If I go to burger joint somewhere outside the UK, I’ll usually look at the price and mentally convert it into GBP. I guess I could use a calculator, but it seems slightly pointless. Traders use Excel all the time, but it doesn’t negate the need to be numerate. Would a bank want to employ a trader who had awful mental arithmetic? We have machine to do calculations for us, but we still need to have a way of understanding their output and reasoning whether it is right or wrong?
Justin Huang, CEO of Nvidia, was quoted recently, as saying we should stop telling kids that they need to code (see video here). The rationale is that LLMs will enable us to code using human language. I suppose to some extent you could call this talking his book. After all, Nvidia stock price has exploded in tandem with all the interest in LLMs and the way they need a lot of compute (preferably from Nvidia’s GPUs). To a certain extent, Huang has a point, but I think it’s not the whole story. Human language is by its nature imprecise compared with programming languages, and it’s a point my good friend Paul Bilokon, Rebellion Research’s Quant of the Year 2023 has made, as have many others. I think Grady Booch, one of the best known software engineers, said it best on his Twitter account recently in this tweet below, where he referenced Huang’s video:
AI will kill coding in the same way that compilers killed coding.

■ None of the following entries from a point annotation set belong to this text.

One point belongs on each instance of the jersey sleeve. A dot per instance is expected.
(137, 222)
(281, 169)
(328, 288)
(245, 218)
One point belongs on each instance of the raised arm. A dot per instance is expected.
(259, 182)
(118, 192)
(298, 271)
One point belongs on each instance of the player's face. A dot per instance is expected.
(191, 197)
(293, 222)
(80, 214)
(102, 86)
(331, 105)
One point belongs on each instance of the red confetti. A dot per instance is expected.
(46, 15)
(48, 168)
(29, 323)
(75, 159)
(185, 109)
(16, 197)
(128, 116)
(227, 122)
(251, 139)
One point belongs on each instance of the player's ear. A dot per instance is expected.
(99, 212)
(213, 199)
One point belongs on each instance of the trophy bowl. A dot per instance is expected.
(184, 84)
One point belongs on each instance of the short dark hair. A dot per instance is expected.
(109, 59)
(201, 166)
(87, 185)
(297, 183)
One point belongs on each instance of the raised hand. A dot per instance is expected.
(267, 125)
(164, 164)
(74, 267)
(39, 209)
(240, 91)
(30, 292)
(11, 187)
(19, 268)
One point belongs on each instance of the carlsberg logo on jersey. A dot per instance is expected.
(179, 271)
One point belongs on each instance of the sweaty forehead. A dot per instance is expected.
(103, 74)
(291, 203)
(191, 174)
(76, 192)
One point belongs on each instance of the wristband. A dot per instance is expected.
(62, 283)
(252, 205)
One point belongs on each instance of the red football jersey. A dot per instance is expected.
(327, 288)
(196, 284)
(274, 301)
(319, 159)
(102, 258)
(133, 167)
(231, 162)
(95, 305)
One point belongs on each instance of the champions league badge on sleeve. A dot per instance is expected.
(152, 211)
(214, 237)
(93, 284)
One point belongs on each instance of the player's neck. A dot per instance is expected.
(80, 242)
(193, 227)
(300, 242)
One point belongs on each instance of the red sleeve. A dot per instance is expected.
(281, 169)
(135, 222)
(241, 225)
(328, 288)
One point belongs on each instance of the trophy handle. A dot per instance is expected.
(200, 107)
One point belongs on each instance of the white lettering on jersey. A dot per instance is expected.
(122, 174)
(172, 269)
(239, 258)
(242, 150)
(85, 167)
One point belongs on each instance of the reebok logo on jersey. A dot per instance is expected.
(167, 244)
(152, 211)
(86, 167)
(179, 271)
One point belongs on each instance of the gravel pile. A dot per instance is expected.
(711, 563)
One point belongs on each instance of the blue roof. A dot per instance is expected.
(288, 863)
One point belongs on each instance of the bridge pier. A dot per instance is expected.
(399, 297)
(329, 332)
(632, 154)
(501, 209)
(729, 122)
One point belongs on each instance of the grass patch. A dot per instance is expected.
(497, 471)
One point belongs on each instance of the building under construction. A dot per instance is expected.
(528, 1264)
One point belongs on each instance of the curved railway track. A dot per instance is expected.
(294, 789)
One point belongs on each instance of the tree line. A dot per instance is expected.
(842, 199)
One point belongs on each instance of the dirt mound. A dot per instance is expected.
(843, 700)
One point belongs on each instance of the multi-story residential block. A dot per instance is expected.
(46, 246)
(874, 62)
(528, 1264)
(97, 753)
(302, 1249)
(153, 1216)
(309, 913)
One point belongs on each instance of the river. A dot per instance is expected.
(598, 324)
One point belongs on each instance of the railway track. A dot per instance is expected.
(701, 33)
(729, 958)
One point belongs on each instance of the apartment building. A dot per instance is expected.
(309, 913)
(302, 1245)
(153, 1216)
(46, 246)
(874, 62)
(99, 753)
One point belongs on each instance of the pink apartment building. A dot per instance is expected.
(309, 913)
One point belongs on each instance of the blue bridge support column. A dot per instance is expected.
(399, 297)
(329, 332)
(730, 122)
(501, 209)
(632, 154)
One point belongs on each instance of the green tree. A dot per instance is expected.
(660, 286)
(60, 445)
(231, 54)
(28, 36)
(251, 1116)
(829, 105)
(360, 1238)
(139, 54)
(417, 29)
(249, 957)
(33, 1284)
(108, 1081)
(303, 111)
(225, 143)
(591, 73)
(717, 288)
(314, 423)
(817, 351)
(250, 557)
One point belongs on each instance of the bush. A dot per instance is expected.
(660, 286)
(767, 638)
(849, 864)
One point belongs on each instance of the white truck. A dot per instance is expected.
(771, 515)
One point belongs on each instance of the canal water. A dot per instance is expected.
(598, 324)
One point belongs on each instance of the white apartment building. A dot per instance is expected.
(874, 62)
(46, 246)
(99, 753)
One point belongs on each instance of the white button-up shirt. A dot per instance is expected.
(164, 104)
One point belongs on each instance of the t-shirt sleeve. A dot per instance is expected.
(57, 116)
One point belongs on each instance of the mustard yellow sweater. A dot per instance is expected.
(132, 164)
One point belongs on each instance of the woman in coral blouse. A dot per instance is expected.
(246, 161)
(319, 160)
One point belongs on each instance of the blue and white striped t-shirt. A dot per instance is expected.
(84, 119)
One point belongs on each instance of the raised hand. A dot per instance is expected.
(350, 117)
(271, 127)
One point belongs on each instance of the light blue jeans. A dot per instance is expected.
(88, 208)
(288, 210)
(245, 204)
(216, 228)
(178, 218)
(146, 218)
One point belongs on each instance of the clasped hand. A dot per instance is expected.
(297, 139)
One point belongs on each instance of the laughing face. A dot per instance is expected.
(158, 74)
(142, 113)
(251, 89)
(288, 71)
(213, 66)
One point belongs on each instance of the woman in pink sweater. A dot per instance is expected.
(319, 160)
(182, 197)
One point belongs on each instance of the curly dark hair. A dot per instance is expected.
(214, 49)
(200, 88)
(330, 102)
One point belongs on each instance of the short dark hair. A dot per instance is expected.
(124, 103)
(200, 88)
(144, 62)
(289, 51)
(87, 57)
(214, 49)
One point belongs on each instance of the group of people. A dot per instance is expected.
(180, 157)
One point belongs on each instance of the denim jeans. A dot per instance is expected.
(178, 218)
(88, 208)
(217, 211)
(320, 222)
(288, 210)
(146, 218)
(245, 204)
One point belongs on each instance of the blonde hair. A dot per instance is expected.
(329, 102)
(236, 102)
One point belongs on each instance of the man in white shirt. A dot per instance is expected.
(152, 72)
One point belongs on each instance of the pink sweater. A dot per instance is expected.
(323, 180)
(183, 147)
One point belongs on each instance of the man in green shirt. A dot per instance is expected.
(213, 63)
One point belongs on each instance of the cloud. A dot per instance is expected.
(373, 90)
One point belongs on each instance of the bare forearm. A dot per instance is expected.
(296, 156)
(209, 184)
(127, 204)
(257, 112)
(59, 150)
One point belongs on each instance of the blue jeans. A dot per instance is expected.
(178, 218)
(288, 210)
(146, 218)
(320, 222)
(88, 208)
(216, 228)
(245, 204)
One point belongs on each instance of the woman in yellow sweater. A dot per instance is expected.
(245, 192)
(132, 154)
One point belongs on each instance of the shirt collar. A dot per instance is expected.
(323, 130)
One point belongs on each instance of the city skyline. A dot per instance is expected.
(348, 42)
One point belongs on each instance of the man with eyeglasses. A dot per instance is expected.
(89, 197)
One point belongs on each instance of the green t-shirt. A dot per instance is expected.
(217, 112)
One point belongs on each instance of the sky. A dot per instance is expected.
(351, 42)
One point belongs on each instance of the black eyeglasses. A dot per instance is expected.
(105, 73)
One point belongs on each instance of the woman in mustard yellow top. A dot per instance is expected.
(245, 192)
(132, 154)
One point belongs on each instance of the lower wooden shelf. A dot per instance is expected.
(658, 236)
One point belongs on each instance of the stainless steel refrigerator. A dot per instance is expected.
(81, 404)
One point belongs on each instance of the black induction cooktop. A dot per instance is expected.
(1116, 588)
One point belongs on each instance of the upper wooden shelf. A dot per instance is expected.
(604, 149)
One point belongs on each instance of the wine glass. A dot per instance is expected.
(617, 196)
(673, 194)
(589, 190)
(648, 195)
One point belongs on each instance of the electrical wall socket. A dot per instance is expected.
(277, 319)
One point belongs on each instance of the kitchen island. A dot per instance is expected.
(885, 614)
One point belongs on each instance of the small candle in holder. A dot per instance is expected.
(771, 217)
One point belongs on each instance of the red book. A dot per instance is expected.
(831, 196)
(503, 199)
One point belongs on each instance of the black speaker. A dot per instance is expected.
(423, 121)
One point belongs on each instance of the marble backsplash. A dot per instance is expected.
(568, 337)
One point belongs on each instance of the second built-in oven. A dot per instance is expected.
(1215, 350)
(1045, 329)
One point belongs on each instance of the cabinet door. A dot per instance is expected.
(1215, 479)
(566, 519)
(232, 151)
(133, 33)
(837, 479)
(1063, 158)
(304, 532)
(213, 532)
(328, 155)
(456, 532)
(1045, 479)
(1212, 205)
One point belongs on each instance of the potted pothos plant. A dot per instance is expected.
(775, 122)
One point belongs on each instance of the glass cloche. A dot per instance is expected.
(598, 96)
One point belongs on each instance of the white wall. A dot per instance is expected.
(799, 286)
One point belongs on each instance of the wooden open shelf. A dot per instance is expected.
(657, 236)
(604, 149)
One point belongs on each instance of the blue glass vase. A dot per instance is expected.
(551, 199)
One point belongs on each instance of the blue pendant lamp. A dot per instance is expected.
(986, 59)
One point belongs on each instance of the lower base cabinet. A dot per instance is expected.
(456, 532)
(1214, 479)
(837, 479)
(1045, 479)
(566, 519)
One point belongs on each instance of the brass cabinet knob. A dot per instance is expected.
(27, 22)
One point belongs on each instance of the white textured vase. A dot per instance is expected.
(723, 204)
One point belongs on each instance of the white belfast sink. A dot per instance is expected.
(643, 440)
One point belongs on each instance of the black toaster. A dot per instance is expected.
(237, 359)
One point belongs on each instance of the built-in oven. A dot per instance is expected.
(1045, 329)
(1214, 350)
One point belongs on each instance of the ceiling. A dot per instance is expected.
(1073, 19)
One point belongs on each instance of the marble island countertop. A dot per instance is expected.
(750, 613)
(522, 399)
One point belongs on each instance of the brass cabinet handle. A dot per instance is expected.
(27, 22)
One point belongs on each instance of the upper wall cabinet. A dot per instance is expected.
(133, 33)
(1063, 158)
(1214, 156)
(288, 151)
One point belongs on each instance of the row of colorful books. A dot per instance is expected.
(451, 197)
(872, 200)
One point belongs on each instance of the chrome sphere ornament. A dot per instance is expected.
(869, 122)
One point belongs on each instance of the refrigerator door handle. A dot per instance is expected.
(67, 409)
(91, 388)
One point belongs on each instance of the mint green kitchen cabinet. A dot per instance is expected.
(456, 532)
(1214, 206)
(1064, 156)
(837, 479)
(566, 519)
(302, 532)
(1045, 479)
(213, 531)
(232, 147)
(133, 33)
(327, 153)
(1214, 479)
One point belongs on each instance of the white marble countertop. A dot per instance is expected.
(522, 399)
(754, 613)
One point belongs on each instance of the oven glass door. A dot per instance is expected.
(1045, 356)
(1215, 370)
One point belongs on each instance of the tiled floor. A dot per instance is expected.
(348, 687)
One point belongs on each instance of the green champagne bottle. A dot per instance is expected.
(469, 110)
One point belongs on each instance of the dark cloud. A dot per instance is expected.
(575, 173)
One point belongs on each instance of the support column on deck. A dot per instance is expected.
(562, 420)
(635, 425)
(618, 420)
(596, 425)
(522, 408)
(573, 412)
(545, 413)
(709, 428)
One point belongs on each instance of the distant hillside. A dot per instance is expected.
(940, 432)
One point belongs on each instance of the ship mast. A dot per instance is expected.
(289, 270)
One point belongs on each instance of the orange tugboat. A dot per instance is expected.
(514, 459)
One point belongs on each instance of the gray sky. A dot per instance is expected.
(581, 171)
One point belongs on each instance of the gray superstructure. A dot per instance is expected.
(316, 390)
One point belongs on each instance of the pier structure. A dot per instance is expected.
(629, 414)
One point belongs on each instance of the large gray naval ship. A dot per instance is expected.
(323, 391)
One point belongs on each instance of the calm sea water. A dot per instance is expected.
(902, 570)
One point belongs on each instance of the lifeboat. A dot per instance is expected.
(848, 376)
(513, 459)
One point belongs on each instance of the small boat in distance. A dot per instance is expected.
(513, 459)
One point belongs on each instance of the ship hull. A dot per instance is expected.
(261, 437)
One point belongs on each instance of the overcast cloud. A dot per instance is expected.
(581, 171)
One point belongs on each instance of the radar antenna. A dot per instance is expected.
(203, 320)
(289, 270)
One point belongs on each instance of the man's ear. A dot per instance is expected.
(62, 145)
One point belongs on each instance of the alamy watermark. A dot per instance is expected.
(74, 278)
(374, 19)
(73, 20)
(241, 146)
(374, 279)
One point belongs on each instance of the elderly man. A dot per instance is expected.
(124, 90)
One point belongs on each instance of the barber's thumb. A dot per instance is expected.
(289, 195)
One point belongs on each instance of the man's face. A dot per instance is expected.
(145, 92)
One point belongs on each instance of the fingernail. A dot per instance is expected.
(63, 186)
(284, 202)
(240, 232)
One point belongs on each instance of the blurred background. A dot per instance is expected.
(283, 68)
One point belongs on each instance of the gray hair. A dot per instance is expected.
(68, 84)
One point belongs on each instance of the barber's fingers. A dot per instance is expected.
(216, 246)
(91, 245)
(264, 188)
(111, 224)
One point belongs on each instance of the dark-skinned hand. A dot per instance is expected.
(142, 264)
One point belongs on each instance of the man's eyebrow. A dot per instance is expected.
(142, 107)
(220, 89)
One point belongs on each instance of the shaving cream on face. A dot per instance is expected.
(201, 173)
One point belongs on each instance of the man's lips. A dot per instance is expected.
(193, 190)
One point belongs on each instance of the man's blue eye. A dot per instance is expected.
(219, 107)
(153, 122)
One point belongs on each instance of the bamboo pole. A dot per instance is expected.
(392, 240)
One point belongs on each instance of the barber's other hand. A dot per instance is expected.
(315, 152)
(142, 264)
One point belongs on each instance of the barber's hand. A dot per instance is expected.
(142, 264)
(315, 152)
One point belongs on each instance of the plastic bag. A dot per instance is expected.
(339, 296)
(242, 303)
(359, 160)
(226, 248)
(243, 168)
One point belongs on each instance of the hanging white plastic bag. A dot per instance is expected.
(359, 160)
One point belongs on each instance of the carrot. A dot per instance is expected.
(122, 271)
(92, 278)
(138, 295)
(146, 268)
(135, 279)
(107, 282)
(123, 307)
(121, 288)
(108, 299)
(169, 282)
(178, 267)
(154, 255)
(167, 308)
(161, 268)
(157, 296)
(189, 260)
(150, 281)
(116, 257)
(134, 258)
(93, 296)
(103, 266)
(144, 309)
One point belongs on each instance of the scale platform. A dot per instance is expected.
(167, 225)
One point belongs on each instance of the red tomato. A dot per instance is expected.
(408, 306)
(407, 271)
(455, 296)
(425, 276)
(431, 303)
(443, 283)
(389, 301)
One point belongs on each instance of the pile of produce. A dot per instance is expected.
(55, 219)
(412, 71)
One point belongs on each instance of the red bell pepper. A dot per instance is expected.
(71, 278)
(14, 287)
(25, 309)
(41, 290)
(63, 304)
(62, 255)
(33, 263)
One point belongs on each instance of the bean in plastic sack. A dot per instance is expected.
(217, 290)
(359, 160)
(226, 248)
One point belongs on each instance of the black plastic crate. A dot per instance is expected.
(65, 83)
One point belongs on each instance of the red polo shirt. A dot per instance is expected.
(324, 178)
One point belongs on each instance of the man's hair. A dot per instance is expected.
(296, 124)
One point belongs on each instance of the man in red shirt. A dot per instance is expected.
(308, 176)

What kind of human language prompts would have sufficient detail, clarity, and precision to permit the creation of useful, evolvable, and maintainable executable assets?
We call those “programming languages”.
I guess I can understand why Huang made the point. After all, If you’ve ever used ChatGPT it can be truly impressive for generating code. Ask it a question on something Python related (and a specific question at that) and it will happily generate code. There is a massive amount of open source Python code online, so there is a lot of code that a model can be trained upon. Indeed, we have used it at Turnleaf Analytics to help us to generate some code for different parts of our large data pipeline and forecasting engine. However, once the code has been generated, then the real work begins. You can give ChatGPT feedback on mistakes in its output and hopefully it will improve it. Ultimately, you still need your understand the code it generates, because what you meant to say English may not be what is understood by an LLM, given the imprecision of human language.
If you have no understanding of the code, then it will make it difficult to evaluate the output, and debug any errors. So yes, ChatGPT can make a developer more productively, by speeding up the creation of code, and reducing the amount of code he or she actually needs to write. However, that code still needs to be checked and maintained. It’s like using open source libraries. Yes, you didn’t write them, but you still need to be prepared to debug the code, in case anything goes wrong (and yes it does!). We can talk about stuff like prompt engineering and like, but trying to write in a way that the LLM wants (and which might be unnatural for you from a human language perspective), kind of amounts to the idea behind programming, writing in a more precise way that the computer can interpret. As Booch implies, that is a “programming language”.
It’s exactly like the parallel of being numerate when using Excel. Using tools like ChatGPT, GitHub Copilot etc. do not remove the need to code, even if they reduce the need to code quite so many lines, and can massively speed up certain tasks.